We all have those moments in medicine when we know that care has become more futile. Then we do everything in our power to educate, support, gently guide, and give permission to patients and families. There are moments that treating for a cure goes against our tenet to “first do no harm.”
I never would have imagined that I would be on the family side of these debates. I had a very dear relationship with my grandmother, who had advanced directives in eight different states, being very clear that she was not going to have heroic measures in her 70s and 80s. Despite her wishes, she wound up intubated, and it felt like our family was judged by her physicians for asking to discontinue care. My father, most of his six siblings, and my siblings were all part of this tense time. In the end, we were able to have her home and comfortable as she would have wanted.
It came as a personal blow when 20 years later, my siblings and I sat next to my father’s hospital bed, scared and sad. After a large hemorrhagic stroke on top of his type 1 diabetes, he was teetering. He and I had conversations for at least 30 years prior about his eventual death. He was as assured as my grandmother, but not as thorough of a planner. His wishes and thoughts were musings on paper, not codified or translated into the relative clarity of medico-legalese.
“Teetering” implies the waxing and waning moments in ICUs. He was not quite at the freefall that can bring reality to sharp focus. In the first days, a physician painted a grim picture but offhandedly said that there was always a possibility that he could wake up in five days. I’m still not sure where five days came from. My siblings heard something different than what I did, and they grasped the idea of life as hope. Survival was paramount. The survival I saw was suffering for my father. And even that shred for survival seemed like sand slipping through my fingers.
We all clung to the things that gave us conviction or hope. My brother, the lawyer, read every word we could find that my dad had written about his wishes and saw every loophole. My sister, the nurse, watched every number, every flicker, and she ate up every well-meaning hopeful word from his nurses, interpreting empathy as possibility. I watched moments turn into hours slip into days. I watched the roller coaster of status tip up and slide down. My dad hated roller coasters, and those were moments I hated my siblings for keeping him on the ride. There were times I could not imagine us being close after this.
I watched his physicians’ eyes and their bodies as they talked to us. I know they saw my distress. Specialists and his regular physicians sat with us, listened to my family’s questions, and offered kindness along with medical advice. They gently helped my siblings let go of futile searching for treatments. As my father began more actively dying, instead of escalating care, these physicians gave permission for my family to be sad together instead of desperate or angry.
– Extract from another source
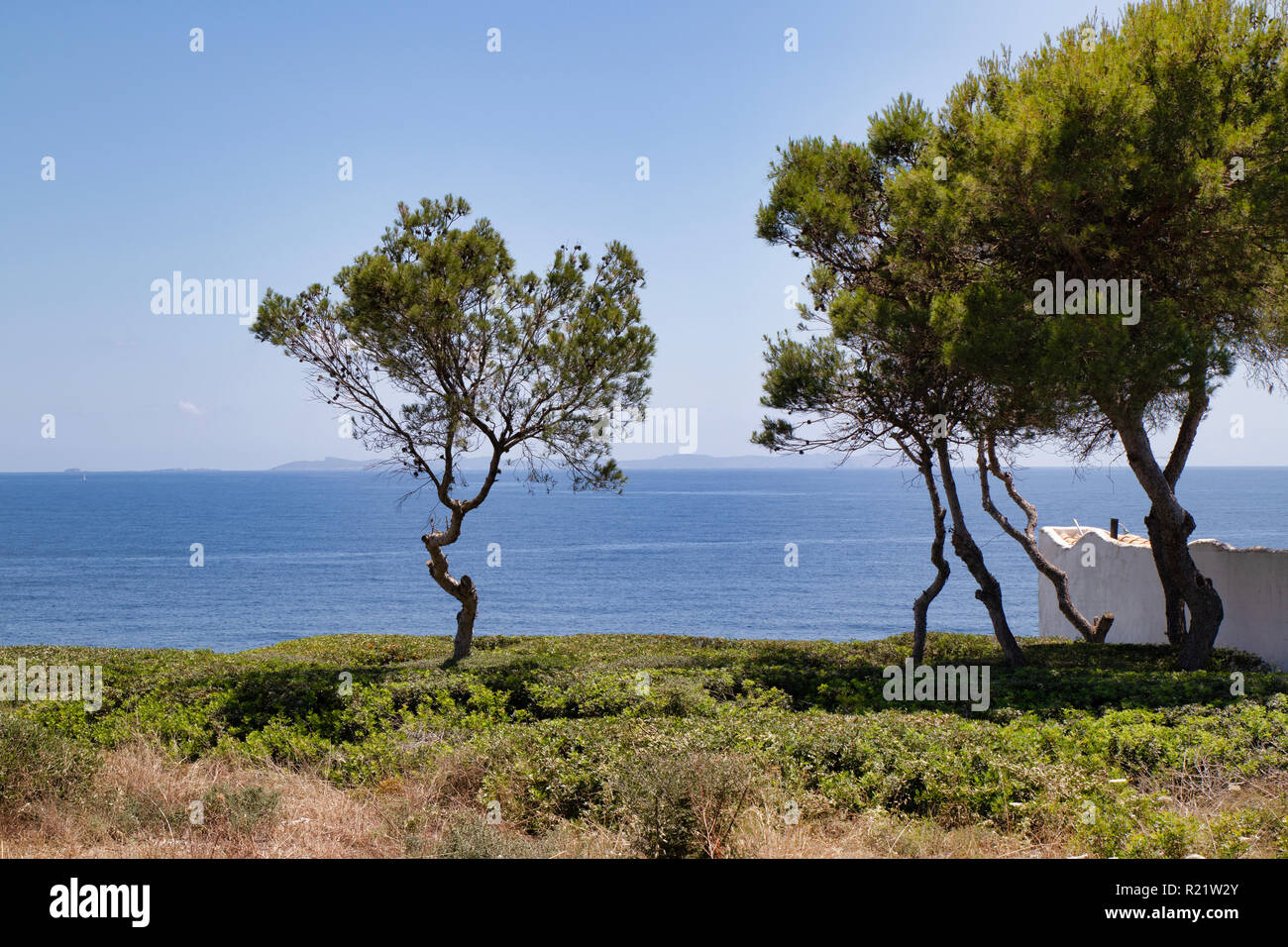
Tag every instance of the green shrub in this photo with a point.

The healing we were provided as my father’s status changed to palliative care saved my family. In my own blind conviction, I could not manage my siblings’ fear or guilt. They needed objective, kind, and clear words from my father’s physicians. They needed the gentleness of the palliative care team easing him out of his suffering in order for us to begin to heal our own. Sometimes we have the opportunity to heal our patients; other times we can heal families or communities. I am grateful for all of the healers who recognize this.
Jessica Bloom is a family physician.